Ja, ich bin verliebt in Streuselkuchen, aber gerade im Sommer ist mir das oft viel zu mächtig und ehrlich gesagt auch zu viel Arbeit. Deswegen gibt’s bei mir heute Streuselkuchen-Kekse. Ihr wisst ja, im Norden essen wir zu jeder Jahreszeit Kekse. Und bevor die leidige Diskussion losgeht: Plätzchen sagen wir eher selten. Die ganz einfache Sorte, die nach dem Backen geschnitten wird. Natürlich immer mit Füllung nach Wunsch. Wer also eine Lieblingsmarmelade hat, darf sie mal verschwenderisch einsetzen.

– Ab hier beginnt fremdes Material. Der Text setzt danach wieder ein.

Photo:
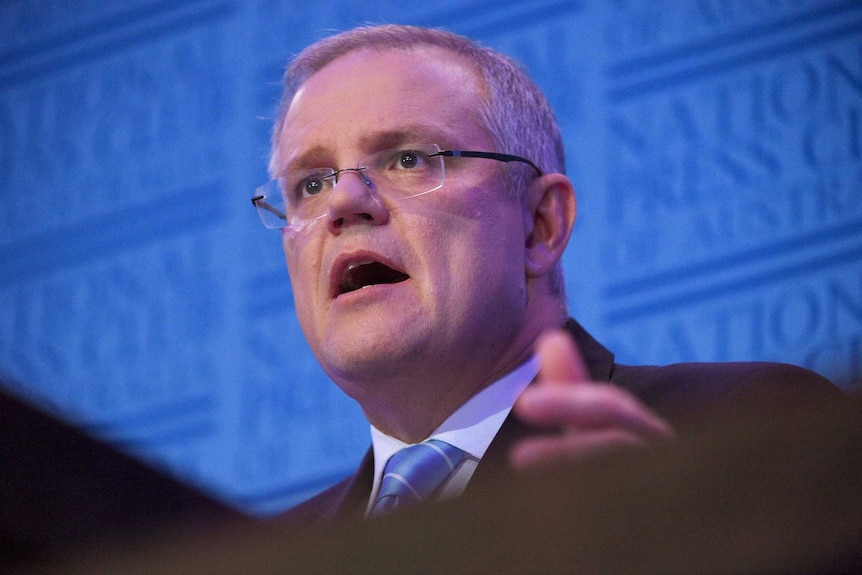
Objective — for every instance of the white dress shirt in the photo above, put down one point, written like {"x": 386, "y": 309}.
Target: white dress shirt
{"x": 470, "y": 428}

Meine Streuselkuchen-Kekse sehen aus wie kleine Kuchenschnitten! Ich finde das besonders hübsch, und was ich noch fantastisch finde? Man kann gleich mehrere Sorten für unterschiedliche Geschmäcker machen und Marmeladenreste ganz einfach mitverarbeiten. Tatsächlich backe ich diese Kekse nicht auf Vorrat, sondern bei Bedarf frisch, weil ich finde, dass sie frisch am allerbesten schmecken. Vor allem ist es aber so: Habe ich Kekse im Haus, werden sie auch gegessen. Und leider, leider würde meine Familie sie in kürzester Zeit vernichten. So backe ich Streuselkuchen-Kekse nicht in großen Mengen, aber öfter mal.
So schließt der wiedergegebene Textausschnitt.